}

President Bola Tinubu’s decision to sign four landmark tax reform bills on Thursday at the Presidential Villa, Abuja, marks a watershed in Nigeria’s fiscal history and sets the stage for a potentially seismic shift in revenue mobilisation and economic governance.

The Nigeria Tax Bill, Nigeria Tax Administration Bill, Nigeria Revenue Service (Establishment) Bill and Joint Revenue Board (Establishment) Bill—each meticulously debated and passed by the National Assembly—promise to overhaul a tax framework long plagued by fragmentation, inefficiency and unwieldy multiplicity of levies.

Yet, as the ceremony convenes the nation’s political elite, from the Senate President to the Governors Forum chairmen, Nigerians rightly ask: will these lofty reforms deliver relief or simply deepen the burden?

A Nation Starved of Revenue

Nigeria’s chronic under-taxation has hamstrung public service delivery and fuelled dependence on volatile oil receipts. At barely 7 percent of GDP in 2021—among the five lowest globally—tax revenue barely scratched the surface of public needs.

More recent figures put Nigeria’s tax-to-GDP ratio at 10.8 percent, still well below the Economic Community of West African States (ECOWAS) average of roughly 20 percent.

Without urgent reform, Nigeria risks sliding further into debt, with borrowing to finance recurrent budgets now the norm rather than the exception.

Tomorrow’s assent could therefore prove decisive in reversing decades of fiscal neglect.

Harmonising Nigeria Tax Bill: Ease of Doing Business or New Complexity?
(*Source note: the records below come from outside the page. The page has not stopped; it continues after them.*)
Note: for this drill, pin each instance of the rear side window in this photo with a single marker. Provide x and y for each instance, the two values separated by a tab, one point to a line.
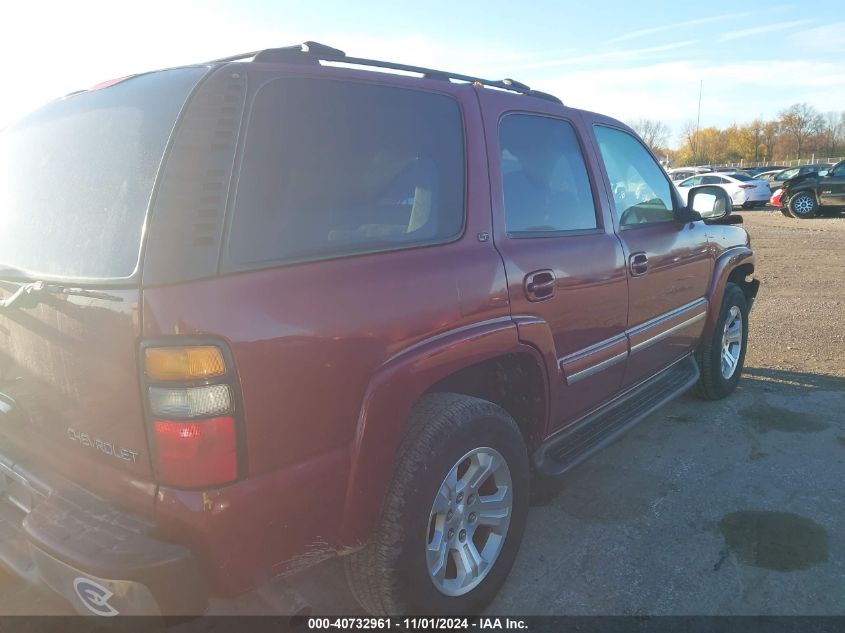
544	179
335	168
76	177
641	191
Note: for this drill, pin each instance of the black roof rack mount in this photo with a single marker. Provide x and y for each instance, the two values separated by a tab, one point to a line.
314	52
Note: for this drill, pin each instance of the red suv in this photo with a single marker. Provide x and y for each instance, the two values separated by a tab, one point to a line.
267	310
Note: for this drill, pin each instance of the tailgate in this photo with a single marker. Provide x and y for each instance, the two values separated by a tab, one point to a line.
70	395
76	180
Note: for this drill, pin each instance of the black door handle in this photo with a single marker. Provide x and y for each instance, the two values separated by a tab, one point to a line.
638	263
540	285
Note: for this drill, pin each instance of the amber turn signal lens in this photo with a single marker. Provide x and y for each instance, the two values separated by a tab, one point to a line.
183	363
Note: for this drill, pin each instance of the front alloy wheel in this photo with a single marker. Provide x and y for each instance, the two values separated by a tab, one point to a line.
722	354
731	343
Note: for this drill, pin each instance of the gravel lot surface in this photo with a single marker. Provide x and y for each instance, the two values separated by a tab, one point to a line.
729	507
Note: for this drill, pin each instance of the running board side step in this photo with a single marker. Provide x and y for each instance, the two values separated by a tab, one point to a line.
582	439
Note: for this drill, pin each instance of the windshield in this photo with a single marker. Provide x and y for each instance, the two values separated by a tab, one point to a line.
76	177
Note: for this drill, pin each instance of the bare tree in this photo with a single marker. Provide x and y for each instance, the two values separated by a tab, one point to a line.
756	131
771	131
834	130
801	121
689	139
654	133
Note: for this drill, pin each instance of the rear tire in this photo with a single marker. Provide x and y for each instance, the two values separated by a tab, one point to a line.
803	205
414	563
722	356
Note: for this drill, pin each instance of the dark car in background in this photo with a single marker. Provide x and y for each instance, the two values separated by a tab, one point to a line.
776	181
815	193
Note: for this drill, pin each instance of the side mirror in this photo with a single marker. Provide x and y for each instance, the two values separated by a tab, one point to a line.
710	202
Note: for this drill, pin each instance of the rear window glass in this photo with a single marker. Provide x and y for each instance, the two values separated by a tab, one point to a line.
76	177
335	168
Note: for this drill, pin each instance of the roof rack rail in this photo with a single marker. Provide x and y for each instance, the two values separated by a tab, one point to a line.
314	52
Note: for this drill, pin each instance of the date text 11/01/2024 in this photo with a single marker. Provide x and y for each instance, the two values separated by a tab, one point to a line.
417	624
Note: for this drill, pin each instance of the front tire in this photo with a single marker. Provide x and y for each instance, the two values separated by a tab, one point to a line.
722	356
803	206
454	514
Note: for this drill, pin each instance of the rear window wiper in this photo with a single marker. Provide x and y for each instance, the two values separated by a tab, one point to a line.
29	295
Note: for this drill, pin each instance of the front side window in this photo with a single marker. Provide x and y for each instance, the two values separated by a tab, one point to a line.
627	161
334	168
544	179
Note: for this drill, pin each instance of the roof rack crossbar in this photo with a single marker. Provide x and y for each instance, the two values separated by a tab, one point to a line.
317	51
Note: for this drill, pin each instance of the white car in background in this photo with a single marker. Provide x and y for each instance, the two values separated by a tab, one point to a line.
744	190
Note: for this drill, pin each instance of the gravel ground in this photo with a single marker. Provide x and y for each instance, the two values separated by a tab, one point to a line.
729	507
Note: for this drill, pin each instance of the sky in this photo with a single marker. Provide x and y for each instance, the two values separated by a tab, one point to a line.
629	60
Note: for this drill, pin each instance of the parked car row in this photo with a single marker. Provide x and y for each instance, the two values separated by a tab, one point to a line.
761	185
744	190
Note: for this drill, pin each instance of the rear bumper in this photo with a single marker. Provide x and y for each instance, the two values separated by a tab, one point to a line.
102	560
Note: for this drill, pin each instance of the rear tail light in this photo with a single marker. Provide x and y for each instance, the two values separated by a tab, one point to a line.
192	398
191	402
196	453
183	363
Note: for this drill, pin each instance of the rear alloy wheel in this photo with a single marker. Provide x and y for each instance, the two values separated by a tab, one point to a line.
803	206
453	517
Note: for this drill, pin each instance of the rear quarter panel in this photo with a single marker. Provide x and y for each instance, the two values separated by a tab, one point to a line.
323	416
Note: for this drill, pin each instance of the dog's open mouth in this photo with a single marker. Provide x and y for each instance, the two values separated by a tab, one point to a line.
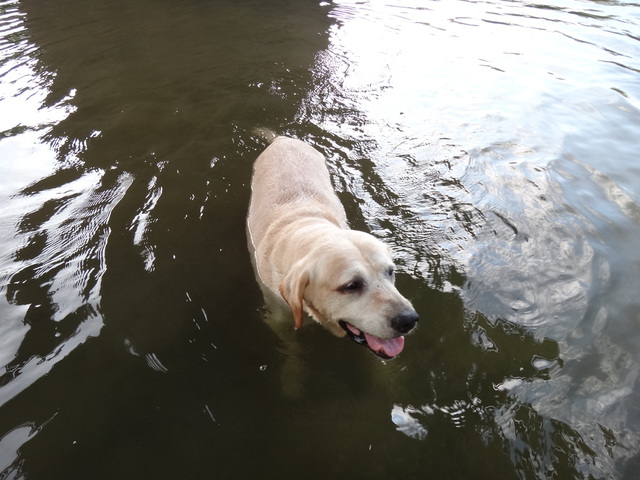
383	347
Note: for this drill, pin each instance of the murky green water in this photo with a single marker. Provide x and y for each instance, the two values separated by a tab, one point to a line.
492	144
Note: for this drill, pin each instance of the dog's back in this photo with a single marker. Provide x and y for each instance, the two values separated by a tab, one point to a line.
290	179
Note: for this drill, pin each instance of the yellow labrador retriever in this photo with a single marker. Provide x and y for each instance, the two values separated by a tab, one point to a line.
306	255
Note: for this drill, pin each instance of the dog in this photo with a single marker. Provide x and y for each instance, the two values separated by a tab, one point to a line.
307	258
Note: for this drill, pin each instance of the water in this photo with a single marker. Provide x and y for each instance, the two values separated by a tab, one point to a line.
491	144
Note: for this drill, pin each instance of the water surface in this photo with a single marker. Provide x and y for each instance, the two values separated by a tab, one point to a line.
492	144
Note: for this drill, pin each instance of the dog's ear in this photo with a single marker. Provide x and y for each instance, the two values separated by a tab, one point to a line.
292	290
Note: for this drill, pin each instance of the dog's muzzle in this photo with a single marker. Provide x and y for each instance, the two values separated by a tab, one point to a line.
384	347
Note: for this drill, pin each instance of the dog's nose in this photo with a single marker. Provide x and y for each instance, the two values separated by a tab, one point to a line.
404	322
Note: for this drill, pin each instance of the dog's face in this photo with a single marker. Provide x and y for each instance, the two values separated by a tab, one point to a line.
348	286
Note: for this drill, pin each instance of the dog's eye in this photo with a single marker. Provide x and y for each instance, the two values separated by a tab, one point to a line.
353	286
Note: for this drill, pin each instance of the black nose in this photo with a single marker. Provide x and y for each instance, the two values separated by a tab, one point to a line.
404	322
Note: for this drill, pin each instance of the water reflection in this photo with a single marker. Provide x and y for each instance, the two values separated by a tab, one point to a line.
503	179
491	144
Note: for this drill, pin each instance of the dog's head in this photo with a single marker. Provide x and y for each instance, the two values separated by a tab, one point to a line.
347	284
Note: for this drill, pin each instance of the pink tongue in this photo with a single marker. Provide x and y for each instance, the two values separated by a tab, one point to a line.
388	346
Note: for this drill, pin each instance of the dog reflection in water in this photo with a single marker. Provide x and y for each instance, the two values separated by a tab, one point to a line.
307	258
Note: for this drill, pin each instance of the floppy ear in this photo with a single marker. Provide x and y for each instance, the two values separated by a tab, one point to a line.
292	290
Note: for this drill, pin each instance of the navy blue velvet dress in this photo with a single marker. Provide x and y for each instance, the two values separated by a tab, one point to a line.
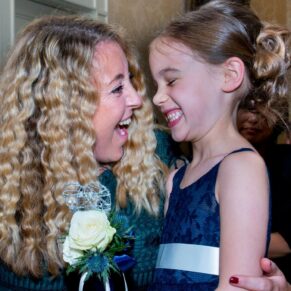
192	222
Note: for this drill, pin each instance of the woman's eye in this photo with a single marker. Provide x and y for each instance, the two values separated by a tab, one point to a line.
171	82
117	90
130	76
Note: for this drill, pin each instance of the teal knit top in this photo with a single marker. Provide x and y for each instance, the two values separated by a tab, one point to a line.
147	230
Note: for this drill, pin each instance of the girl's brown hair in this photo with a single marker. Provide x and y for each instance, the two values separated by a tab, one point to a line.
221	29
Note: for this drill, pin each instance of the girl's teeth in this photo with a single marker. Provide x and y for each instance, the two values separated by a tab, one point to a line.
125	122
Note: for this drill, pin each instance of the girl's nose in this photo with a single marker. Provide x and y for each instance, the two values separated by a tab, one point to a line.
159	98
134	100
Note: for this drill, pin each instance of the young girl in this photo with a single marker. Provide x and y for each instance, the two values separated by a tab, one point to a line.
204	64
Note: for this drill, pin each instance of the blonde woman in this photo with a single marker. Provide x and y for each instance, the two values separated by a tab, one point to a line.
62	74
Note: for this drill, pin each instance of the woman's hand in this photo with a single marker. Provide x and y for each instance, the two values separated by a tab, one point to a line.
273	279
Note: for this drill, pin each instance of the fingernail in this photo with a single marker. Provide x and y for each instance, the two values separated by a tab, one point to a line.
233	280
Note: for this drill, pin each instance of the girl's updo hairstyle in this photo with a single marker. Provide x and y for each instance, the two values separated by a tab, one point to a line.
222	29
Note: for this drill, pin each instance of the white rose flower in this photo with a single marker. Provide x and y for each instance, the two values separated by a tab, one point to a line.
70	255
90	229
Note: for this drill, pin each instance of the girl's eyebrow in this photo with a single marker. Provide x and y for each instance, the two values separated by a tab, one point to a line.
168	70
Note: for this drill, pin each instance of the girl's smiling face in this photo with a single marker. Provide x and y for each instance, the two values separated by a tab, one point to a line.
188	89
117	101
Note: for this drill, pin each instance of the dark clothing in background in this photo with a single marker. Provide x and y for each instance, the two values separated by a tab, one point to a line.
278	160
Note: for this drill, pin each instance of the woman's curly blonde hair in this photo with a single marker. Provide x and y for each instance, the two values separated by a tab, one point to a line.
46	138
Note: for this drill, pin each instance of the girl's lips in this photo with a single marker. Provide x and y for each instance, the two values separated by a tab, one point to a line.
122	131
173	116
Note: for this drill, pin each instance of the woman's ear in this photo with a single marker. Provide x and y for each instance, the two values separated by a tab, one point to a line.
234	71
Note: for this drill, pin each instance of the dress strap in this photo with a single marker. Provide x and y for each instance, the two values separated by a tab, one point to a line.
240	150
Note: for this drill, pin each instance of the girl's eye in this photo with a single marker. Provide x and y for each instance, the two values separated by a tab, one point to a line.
117	90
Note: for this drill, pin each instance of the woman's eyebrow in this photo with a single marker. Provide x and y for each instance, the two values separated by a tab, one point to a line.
116	78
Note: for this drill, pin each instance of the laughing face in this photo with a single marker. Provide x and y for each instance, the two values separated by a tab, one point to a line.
188	90
117	101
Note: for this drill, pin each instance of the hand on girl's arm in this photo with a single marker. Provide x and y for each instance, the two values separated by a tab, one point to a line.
273	280
243	216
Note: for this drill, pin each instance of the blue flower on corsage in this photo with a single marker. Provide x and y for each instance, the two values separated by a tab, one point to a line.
98	239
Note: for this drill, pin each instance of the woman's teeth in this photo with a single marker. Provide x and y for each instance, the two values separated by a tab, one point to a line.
173	116
125	122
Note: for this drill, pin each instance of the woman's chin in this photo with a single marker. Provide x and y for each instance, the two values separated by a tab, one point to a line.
112	157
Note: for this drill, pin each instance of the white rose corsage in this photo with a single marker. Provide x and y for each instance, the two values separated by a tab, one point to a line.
97	243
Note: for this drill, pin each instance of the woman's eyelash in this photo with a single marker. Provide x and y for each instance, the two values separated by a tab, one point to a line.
171	82
117	90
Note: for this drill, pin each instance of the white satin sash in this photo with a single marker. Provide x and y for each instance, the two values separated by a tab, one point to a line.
189	257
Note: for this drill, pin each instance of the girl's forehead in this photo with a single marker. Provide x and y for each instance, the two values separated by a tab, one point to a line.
171	46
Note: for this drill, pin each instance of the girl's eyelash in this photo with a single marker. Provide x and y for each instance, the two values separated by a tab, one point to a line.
117	90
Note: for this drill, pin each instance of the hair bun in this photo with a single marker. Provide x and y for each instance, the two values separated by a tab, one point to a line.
272	56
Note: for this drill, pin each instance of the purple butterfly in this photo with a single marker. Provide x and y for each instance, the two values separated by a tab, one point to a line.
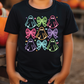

Arguably the most sensational of the quartet, the Nigeria Tax Bill (Ease of Doing Business) seeks to consolidate scattered statutes into a single harmonised tax code.

Proponents argue it will slash duplication, eliminate overlapping levies and create a predictable fiscal environment for investors.

Yet critics warn of unintended loopholes: will smaller states—long reliant on sundry levies—see their revenues collapse? And can the Federal Government enforce uniform rates without trampling state autonomy?

The religious community, too, watches closely; multiple taxation has been decried by the Catholic Bishops’ Conference as a “severe burden” impeding social and charitable work.

Nigeria Tax Administration Bill: Centralisation vs. Federal Balance

The second measure seeks a unified legal and operational framework across all tiers of government. By mandating common procedures for assessment, collection and dispute resolution, the bill aims to end the patchwork of local tax offices that have long frustrated compliance.

Yet centralisation stokes fears of an over-powerful Federal Inland Revenue Service (FIRS) overshadowing state and local governments.

As religious leaders have urged, any centralised regime must be accountable and transparent, lest citizens’ trust—and their willingness to pay—be further eroded.

Nigeria Revenue Service (Establishment) Bill: From FIRS to NRS

Repealing the Federal Inland Revenue Service Act and creating the autonomous Nigeria Revenue Service (NRS) is billed as the keystone reform.

The NRS’s expanded mandate will include non-tax revenue streams, backed by stringent performance-driven targets and oversight mechanisms.

Advocates point to nations such as South Africa and Kenya, where similar agencies have lifted tax-to-GDP ratios by over 50 percent within a decade.

But sceptics note that institutional independence without political insulation can breed new avenues for patronage and corruption.

Religious commentators warn that moral suasion must accompany legal reform if the NRS is to win public confidence.

Joint Revenue Board Bill: Cooperation or Contestation?

Finally, the Joint Revenue Board Bill envisages a formal governance structure to foster cooperation among federal, state and local authorities.

It establishes a Tax Appeal Tribunal and an Office of the Tax Ombudsman—innovations designed to bolster taxpayer rights and resolve disputes impartially.

However, the success of appeal mechanisms hinges on judicial independence and adequate resourcing.

The Catholic Church has previously lamented that without genuine checks, even the best-crafted institutions risk becoming paper tigers.

Promise and Peril: What Lies Ahead?

If effectively implemented, Thursday’s presidential assent could catalyse a revenue-driven turnaround, boosting spending on roads, education and healthcare while attracting foreign direct investment.

Nigeria’s rank of 131 out of 190 economies for ease of doing business—particularly in starting and financing enterprises—stands to improve significantly.

Yet the spectre of a VAT rise to 12.5 percent, critics argue, threatens to stifle consumption, hitting the poorest hardest and risking a contraction in economic activity.

As religious bodies from the Christian Association of Nigeria to Muslim scholars have reminded the nation, taxation is not merely a fiscal exercise but a moral covenant: citizens pay to sustain the common good and empower the vulnerable.

Thurday’s ceremony must therefore herald not only new laws, but a renewed social contract—anchored in transparency, accountability and a genuine commitment to uplift every Nigerian.

Only then can these landmark bills transcend political theatre and deliver the transformation the nation so desperately seeks.